One of the things I took from his class was the idea that the difference between sins/lies of omission and of commission is illusory. It is the consequences of such acts that matter in the long run, not whether you acted or simply allowed events to unfold. If you have the ability to prevent a wrong and choose not to, then you have become a party to that wrongdoing.

This ethic is found in the U.S. Military. Cadets at the service academies are required to live by an Honor Code that not only says they will not cheat, steal, or act dishonorably, they will not tolerate others doing so and will act to prevent such deeds. It’s carried out beyond the academies, where simply standing by while others violate laws or regulations is not an option — failing to stop wrongs is a serious offense.

This is an ethic that seems to be lost on a large portion of the Left. I recall many instances of opponents of the war in Iraq saying we shouldn’t have toppled Saddam because “our hands weren’t clean” — we had supported him in the past, supplying him with weapons (a very small percentage, around 1%, but some nonetheless) and the like. The argument seems to be “it’s good that he was deposed, but the U.S. shouldn’t have been the one to do it.”

This attitude, to me, reveals an egocentrism of the left. They are more concerned with the burdens of their own conscience than the general welfare of the world. It’s OK that the Iraqis continue to suffer under Saddam and the consequences of his reign as long as they don’t have to sully their hands in taking action.

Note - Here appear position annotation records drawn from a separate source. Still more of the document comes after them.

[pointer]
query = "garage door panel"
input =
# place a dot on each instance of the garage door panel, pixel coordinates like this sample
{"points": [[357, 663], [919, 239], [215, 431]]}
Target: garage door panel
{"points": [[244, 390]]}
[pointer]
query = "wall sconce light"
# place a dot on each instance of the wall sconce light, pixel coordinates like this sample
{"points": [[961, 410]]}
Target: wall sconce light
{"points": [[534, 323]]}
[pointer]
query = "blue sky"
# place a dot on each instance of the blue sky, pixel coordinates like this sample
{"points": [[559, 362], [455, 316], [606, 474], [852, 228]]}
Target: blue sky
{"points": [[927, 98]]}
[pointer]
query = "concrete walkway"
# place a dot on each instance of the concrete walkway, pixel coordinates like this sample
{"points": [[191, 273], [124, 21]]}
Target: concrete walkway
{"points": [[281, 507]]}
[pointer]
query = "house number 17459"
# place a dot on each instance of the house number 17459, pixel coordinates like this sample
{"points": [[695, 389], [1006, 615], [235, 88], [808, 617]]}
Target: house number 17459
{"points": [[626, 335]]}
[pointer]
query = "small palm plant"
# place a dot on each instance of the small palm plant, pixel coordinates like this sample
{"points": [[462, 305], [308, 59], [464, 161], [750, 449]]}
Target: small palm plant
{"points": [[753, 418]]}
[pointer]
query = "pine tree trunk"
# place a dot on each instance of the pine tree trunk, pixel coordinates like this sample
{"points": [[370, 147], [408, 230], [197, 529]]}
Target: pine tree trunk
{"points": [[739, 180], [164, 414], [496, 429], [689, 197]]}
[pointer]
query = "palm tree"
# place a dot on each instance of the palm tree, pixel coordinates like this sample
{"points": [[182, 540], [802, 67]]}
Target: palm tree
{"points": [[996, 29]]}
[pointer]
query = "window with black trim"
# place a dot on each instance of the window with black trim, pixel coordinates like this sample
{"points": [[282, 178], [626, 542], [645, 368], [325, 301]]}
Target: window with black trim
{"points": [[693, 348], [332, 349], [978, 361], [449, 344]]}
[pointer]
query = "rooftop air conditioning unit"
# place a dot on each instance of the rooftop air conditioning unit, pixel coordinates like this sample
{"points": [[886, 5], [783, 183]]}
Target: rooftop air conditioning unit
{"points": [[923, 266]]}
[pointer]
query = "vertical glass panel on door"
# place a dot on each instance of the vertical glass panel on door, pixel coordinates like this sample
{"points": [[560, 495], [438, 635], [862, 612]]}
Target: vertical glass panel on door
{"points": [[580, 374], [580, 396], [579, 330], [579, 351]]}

The classic argument I have cited recently was “when is it acceptable to kill innocents?” The Left draws an absolute line on the ground — never. It is NEVER acceptable to kill innocents, regardless of the consequences.

The counterargument I have come up with is simple, and derived from one of the now-debunked myths surrounding the 9/11 terrorist attacks.

Suppose you are a United States Air Force pilot, and you are in a fighter trailing a hijacked jetliner. The plane is heading towards Washington, D.C. and you have every belief that the hijackers intend to crash it into the White House or Capitol Building, killing all aboard the plane and countless more on the ground. It’s currently over vacant land. Do you shoot down the airliner, killing all the passengers on board?

The Left answer is “no.” The passengers are innocent hostages, and we must not kill the innocent, regardless of the circumstances. Try to force the plane to divert, to land safely, but under no circumstances should the plane be shot down.

I’m a pragmatist. I’d look at both possibilities and outcomes. If I shoot, all the people on the plane will die. If I don’t shoot, the plane will crash into its target and all the people will die, along with who knows how many more on the ground. A third possibility is that the passengers will revolt and re-take the plane, as nearly happened with Flight 93.

With that possibility, I think I would wait as long as possible for signs that it had happened, but ultimately I would fire. I’d have to live with the guilt of having killed all those people, but I’d know that I had saved many more on the ground.

A further benefit of this would be to discourage future hijackings. Once it is shown that the tactic will not work, most terrorists will start looking at other tactics. Dying for your cause while striking a great blow against the enemy is one thing; dying for your cause while achieving absolutely nothing is just stupid.

In the Terri Schiavo case (which I NOT taking sides on — I intend to maintain my personal boycott of the topic), the pragmatic approach for the “remove the tube” side would be to say that removing the tube would not be acceptable. If the decision is that her body be allowed to cease functioning, then simply allowing her to expire by neglect is needlessly cruel. A quick, painless passing would be better than simply standing by while starvation and dehydration take their toll. A large dose of a sedative (much like the way we execute prisoners) would be more ethical — even if it means that someone has to live with the burden of being the “executioner” of a woman who certainly deserved better than her fate. And if that smacks of euthenasia, that’s because that’s what it is — the only difference is in the level of compassion being shown and having the courage of your convictions.

The drawback of the pragmatist’s approach is having to live with the burden of your actions. I’m not certain how well I could handle the responsibility of the above actions, but I’m not going to put that above the greater good.

Sometimes doing the right thing requires sacrifices. And some sacrifices are harder to make than others. To some, the sacrifice of one’s personal self-image is too great to make.

Sometimes I envy them. But mostly, I just find them contemptible.